Chi ha inserito il «salvaladri» dentro la Finanziaria «sarà punito». Se l’ultimo passaggio non è stato del tutto indolore, la colpa è stata della vicenda del cosiddetto colpo di spugna, cioè della prescrizione per i reati contabili che è ormai parte integrante della manovra e dovrà essere neutralizzata da un decreto, confermato per il 27 gennaio. In mattinata il premier Romano Prodi ha cercato di tranquillizzare gli ascoltatori di Radio anch’io. «Appena ho visto che era stato fatto quel pasticcio ho deciso che si sarebbe svolto il 27 un Consiglio dei ministri speciale per porre freno a quella sciagurata azione. Se scopriremo chi l’ha fatta sarà punito», ha assicurato il presidente del Consiglio, confermando quindi che il governo si farà carico del complesso stralcio della norma. Nel corso del voto di fiducia sulla Finanziaria, come gesto di buona volontà, l’aula della Camera ha approvato un ordine del giorno di Forza Italia (firmatari Enrico Costa ed Enrico La Loggia) nel quale si chiede la soppressione del comma 1342.

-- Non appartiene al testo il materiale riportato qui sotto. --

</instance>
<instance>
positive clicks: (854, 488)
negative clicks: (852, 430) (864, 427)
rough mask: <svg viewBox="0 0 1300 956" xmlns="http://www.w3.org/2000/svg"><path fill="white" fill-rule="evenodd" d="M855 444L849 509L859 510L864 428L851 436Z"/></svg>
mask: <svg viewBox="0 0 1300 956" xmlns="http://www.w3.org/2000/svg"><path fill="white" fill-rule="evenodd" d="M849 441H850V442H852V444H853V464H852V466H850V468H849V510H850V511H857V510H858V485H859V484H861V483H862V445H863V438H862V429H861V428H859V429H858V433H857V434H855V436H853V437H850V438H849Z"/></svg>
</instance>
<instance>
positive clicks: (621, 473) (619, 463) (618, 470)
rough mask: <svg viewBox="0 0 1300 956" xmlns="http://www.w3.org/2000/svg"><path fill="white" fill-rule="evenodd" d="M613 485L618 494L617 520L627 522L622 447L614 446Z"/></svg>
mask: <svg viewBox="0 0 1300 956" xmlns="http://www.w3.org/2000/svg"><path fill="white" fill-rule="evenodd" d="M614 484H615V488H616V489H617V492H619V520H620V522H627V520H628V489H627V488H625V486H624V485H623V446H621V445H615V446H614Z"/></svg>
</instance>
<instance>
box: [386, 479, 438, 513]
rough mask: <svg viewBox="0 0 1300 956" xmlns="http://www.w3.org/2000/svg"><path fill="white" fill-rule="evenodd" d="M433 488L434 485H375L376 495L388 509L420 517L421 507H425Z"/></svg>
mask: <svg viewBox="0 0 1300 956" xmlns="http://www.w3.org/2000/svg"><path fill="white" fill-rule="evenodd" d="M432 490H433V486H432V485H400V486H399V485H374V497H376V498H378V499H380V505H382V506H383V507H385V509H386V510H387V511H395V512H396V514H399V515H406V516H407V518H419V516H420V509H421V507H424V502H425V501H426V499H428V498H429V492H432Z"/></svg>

Sicuramente sarà adottato un decreto, ma non è chiaro se servirà a stralciare la norma o se si tratterà di una legge che ripristinerà esplicitamente il regime precedente. La decisione definitiva non è stata ancora presa e per questo non se ne occuperà il Consiglio dei ministri di oggi. Quello che è certo è che il caso politico è ormai scoppiato e che gli effetti si sentiranno anche nel 2007.

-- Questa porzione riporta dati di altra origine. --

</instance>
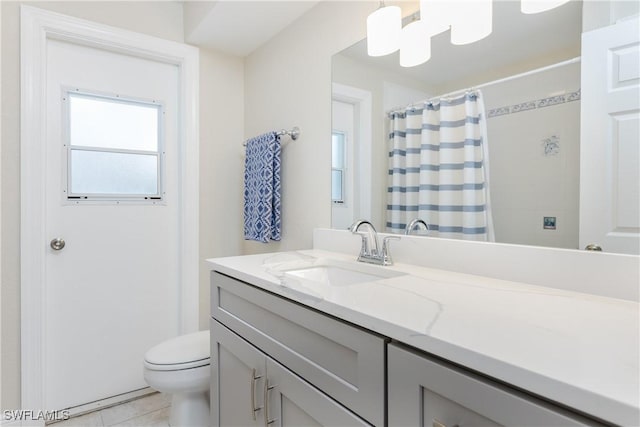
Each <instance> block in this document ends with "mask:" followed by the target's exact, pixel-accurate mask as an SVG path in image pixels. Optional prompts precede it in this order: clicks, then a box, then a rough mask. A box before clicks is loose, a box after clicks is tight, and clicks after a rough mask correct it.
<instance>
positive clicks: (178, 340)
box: [144, 331, 211, 369]
mask: <svg viewBox="0 0 640 427" xmlns="http://www.w3.org/2000/svg"><path fill="white" fill-rule="evenodd" d="M210 357H211V349H210V347H209V331H200V332H194V333H191V334H186V335H181V336H178V337H175V338H171V339H169V340H167V341H164V342H162V343H160V344H158V345H156V346H155V347H152V348H151V349H149V350H148V351H147V353H146V354H145V355H144V361H145V362H146V363H145V364H150V365H160V366H158V367H159V368H160V367H161V366H164V367H165V368H169V367H172V366H173V367H175V368H177V369H180V368H179V367H177V366H175V365H186V364H188V365H191V366H193V365H197V366H202V365H205V364H209V358H210Z"/></svg>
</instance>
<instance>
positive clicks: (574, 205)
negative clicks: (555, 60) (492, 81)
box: [482, 62, 580, 249]
mask: <svg viewBox="0 0 640 427" xmlns="http://www.w3.org/2000/svg"><path fill="white" fill-rule="evenodd" d="M579 89H580V63H579V62H578V63H575V64H570V65H565V66H562V67H560V68H556V69H553V70H549V71H545V72H541V73H538V74H534V75H531V76H527V77H523V78H519V79H516V80H511V81H508V82H504V83H500V84H496V85H491V86H488V87H485V88H483V89H482V92H483V94H484V98H485V106H486V110H487V113H488V115H489V118H488V119H487V131H488V141H489V163H490V189H491V201H492V206H493V208H492V211H493V221H494V224H495V232H496V241H498V242H501V243H518V244H524V245H535V246H550V247H557V248H567V249H577V248H578V196H579V185H580V181H579V179H580V176H579V175H580V101H571V102H564V103H561V104H558V105H551V106H547V107H543V108H535V109H531V110H527V111H520V112H511V113H509V114H503V115H499V116H494V117H491V116H490V114H489V113H490V110H492V109H496V108H501V107H510V106H514V105H519V104H521V103H525V102H530V101H537V100H541V99H544V98H548V97H553V96H556V95H562V94H566V93H570V92H575V91H577V90H579ZM553 136H555V137H557V141H558V143H559V145H560V150H559V152H558V154H555V155H545V153H544V145H543V141H544V140H546V139H551V138H552V137H553ZM543 217H556V221H557V224H556V226H557V228H556V229H555V230H550V229H543Z"/></svg>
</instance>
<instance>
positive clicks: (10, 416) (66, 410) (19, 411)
mask: <svg viewBox="0 0 640 427" xmlns="http://www.w3.org/2000/svg"><path fill="white" fill-rule="evenodd" d="M2 416H3V418H4V419H5V420H7V421H64V420H68V419H69V418H71V414H70V413H69V411H68V410H66V409H65V410H62V411H46V410H33V409H5V410H4V411H2Z"/></svg>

A farsi sentire ieri sono stati soprattutto gli esponenti di Italia dei Valori. Il movimento di Antonio Di Pietro ha votato la Finanziaria, ma ha chiesto al governo di prendere una decisione chiara al Consiglio dei ministri e, magari, di approfittarne per reintrodurre nel decreto i tagli ai costi della politica che sono stati eliminati dall’ultima versione della manovra. «Non discuto l’importanza delle unioni civili, ma a quel tema il programma dedicava tre righe. Sul taglio del costo della politica, invece, ci sono cinque pagine», ha protestato il capogruppo Massimo Donadi, confermando la richiesta di un vertice di maggioranza su questi temi. «Se non otterremo risposte ne trarremo le dovute conseguenze», ha assicurato.

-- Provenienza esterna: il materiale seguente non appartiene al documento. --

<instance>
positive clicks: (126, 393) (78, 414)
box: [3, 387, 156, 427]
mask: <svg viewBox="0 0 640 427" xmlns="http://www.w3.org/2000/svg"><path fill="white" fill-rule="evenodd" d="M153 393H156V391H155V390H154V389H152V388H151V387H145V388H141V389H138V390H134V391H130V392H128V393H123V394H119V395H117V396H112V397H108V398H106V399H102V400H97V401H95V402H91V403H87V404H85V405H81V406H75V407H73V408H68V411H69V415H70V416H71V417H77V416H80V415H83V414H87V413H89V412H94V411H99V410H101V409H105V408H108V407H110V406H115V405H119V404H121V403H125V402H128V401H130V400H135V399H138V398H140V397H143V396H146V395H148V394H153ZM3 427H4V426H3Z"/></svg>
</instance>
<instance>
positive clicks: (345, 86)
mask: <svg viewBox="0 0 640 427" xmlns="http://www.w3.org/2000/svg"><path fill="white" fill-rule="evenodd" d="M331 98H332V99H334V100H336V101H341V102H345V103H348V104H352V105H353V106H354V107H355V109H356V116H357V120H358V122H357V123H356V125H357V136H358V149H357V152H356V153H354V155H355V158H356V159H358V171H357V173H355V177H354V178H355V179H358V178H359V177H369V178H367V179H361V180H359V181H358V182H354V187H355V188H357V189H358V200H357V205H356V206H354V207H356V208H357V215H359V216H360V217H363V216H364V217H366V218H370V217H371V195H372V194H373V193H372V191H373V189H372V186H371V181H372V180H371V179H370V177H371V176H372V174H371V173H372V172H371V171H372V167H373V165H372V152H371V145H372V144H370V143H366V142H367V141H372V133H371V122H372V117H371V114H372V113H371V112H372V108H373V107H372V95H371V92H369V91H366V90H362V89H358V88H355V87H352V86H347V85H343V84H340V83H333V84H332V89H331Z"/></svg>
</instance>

Nel corso del dibattito Donadi ha ironizzato sulla norma «senza padri e madri, già ribattezzata “salva ladri”, inserita all’ultimo momento nel testo della Finanziaria da qualche manina lesta che, di fatto, costituisce un condono». Una cosa «indegna, obbrobriosa». Il decreto potrà al massimo sanare «sotto il profilo formale» quanto fatto, ma «nulla si potrà fare sotto il profilo politico». Un appello accolto dagli inviti di Ignazio La Russa a trarre le conseguenze e dimettersi. Gli eletti di Di Pietro non arriveranno a tanto, ma Antonio Borghesi ha spiegato che il tempo della tolleranza è finito: d’ora in poi «non voterò la fiducia ad una prossima Finanziaria se queste azioni, ripeto concordate, non si tradurranno in provvedimenti legislativi».
Ultimatum ai quali non crede il centrodestra. «Oggi siete al governo e votate la fiducia. Avete consentito l’indulto, avete consentito la prescrizione dei reati contabili. Non c’è male per la vostra presenza al governo», ha ironizzato il leghista Roberto Cota.